Only read performance is improved by HP MSA’s internal caching and tiering features.1 In comparison, VirtuCache improves the performance of reads and writes for MSA, and it does so by caching to in-VMware host SSD or RAM. There are other differences as well.
SSD in the ESXi host will perform better than SSD in the appliance. In the case of VirtuCache, the cache media is right on the motherboard of the VMware host CPU that consumes hot data. Versus in the case of storage appliance, where the SSD is behind the shared storage network and storage controllers.
You can cache to host RAM or NVME / PCIe SSD with VirtuCache. Both these options are much higher performing than the Seagate SAS SSDs that MSA’s internal Caching / Tiering uses.
Controller bottleneck results in high latencies for small block IO. HPE uses RAID controller processors even in their highest performing all-flash MSAs. These RAID controller processors are lower performing than x86 CPUs that are now the standard controller processors in storage appliances. RAID controller processors do make the MSA cheaper, but it also causes them to choke with large amounts of small block IO because small block IO is CPU intensive.2 Now VirtuCache uses ESXi host CPUs for caching operations, and not storage appliance CPUs. As a result, VirtuCache has access to larger amounts of CPU, than the MSA, which in turn makes VirtuCache very effective in accelerating small block IO.

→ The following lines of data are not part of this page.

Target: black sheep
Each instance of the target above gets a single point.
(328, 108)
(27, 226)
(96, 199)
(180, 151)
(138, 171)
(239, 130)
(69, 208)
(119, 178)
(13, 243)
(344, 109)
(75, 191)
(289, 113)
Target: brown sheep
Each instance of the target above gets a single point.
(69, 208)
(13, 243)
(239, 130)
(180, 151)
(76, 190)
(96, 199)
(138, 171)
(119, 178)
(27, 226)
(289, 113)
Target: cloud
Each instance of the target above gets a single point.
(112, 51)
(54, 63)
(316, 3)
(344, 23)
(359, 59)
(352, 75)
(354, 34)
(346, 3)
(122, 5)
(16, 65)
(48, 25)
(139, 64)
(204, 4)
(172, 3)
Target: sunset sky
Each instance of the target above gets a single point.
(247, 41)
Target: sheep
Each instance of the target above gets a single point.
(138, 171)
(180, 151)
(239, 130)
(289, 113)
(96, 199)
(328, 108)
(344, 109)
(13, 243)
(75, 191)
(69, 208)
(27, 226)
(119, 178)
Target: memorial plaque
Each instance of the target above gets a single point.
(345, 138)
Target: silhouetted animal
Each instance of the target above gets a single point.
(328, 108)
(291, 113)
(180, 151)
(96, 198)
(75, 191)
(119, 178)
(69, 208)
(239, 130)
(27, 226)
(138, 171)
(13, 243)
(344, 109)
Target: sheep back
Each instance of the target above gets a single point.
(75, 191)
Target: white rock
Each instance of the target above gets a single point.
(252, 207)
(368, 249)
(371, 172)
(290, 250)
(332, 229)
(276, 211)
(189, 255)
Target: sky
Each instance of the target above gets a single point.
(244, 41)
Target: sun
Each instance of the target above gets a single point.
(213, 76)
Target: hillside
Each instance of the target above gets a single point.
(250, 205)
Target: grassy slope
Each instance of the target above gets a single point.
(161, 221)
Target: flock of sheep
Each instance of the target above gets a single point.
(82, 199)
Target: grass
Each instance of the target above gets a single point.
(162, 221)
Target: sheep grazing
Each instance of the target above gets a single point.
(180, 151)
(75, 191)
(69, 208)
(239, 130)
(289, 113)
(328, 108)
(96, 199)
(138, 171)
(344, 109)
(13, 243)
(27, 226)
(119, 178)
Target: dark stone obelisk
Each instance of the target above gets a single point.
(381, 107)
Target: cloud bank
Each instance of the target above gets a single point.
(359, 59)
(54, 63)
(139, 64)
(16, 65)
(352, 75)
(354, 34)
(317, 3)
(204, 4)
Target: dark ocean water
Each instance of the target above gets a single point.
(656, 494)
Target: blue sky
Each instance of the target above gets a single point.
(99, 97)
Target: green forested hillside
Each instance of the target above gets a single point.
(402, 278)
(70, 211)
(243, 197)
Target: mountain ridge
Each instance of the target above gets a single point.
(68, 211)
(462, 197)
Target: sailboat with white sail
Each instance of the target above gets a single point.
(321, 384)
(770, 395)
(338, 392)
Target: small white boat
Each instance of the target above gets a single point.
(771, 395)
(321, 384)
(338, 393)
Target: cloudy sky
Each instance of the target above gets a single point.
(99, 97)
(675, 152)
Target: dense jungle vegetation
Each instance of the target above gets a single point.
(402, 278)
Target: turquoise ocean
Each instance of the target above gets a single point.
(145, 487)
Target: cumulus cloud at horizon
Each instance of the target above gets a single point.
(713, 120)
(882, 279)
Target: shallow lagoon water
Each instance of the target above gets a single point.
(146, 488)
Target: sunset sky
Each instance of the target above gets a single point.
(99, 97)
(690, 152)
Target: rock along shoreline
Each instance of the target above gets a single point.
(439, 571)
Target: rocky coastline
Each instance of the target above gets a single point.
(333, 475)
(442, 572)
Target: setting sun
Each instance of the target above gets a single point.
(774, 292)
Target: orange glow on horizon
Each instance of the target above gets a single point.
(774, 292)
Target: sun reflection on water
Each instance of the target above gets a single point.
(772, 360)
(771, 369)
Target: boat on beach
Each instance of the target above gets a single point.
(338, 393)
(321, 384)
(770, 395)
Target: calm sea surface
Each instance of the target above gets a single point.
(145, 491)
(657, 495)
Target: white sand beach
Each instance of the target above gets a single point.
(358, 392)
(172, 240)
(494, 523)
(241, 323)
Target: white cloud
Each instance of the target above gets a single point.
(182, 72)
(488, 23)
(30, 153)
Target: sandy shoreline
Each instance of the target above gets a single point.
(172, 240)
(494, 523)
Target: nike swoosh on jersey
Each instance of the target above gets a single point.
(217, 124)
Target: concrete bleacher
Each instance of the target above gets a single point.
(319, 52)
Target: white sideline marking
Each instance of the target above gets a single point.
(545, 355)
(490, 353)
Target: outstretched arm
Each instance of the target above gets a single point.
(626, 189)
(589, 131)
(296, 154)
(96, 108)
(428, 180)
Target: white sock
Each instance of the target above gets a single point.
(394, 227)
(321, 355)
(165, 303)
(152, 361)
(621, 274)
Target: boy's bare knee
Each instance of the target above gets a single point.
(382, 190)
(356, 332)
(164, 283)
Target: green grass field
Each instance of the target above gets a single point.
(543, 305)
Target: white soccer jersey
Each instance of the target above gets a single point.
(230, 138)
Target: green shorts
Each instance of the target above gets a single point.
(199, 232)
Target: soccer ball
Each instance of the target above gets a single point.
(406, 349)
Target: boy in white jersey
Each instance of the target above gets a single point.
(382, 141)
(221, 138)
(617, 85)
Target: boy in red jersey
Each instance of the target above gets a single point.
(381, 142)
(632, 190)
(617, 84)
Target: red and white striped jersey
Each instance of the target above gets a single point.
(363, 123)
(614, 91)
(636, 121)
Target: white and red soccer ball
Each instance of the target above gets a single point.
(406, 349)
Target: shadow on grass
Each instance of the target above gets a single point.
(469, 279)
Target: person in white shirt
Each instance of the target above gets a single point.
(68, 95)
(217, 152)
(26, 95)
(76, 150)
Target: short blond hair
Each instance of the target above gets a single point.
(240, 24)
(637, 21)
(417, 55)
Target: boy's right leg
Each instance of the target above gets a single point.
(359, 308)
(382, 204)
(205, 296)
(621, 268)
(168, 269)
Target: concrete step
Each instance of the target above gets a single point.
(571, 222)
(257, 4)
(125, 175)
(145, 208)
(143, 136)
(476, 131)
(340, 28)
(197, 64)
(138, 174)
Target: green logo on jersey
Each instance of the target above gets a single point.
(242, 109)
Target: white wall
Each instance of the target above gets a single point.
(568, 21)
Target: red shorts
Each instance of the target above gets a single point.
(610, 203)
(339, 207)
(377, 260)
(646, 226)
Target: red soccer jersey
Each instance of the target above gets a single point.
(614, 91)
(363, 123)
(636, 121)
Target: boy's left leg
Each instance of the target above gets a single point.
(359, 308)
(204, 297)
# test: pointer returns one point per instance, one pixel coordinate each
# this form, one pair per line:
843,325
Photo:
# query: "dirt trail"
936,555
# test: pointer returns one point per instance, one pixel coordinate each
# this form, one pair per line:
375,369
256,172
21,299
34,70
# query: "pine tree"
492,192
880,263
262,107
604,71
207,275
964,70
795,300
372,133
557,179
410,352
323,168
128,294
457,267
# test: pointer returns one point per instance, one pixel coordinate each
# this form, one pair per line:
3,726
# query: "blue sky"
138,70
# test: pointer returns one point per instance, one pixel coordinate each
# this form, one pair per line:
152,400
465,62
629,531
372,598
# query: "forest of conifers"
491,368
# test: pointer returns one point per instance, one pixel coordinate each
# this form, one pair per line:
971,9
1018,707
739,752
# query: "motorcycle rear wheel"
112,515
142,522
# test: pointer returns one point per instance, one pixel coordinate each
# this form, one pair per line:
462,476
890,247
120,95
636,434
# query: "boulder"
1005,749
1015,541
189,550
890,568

VirtuCache can cache to much larger amounts of SSD. HPE MSA can cache to only 4TB SSD per pool. VirtuCache can cache to 6TB SSD per host. Since VirtuCache can cache to much larger SSDs capacities, we aim to service almost all the storage IO from cache.
1 – Pages 5 and 6 of this document (https://h20195.www2.hpe.com/v2/getpdf.aspx/A00015961ENW.pdf?) mention that the MSA has SSD read cache, and 4GB read+write memory cache. So there is no ability for the MSA to write to SSD, it does use the 2GB of RAM on the controller for caching writes, but this is grossly inadequate since your storage utilization is possibly in tens of terabytes and so you’d need cache capacity in TBs to achieve a high cache hit ratio.
2 – Three reasons why small block IO is CPU intensive: Firstly, the block size is small, so VMs can issue large amounts of small block IO quickly (compared to large block size IO). Secondly, whether the block is 1MB or 4KB, the same number of storage appliance processor cycles are used to process the block. Now if the IO is random, it further aggravates storage appliance processor usage since large amounts of metadata need to be scanned to read / write random blocks.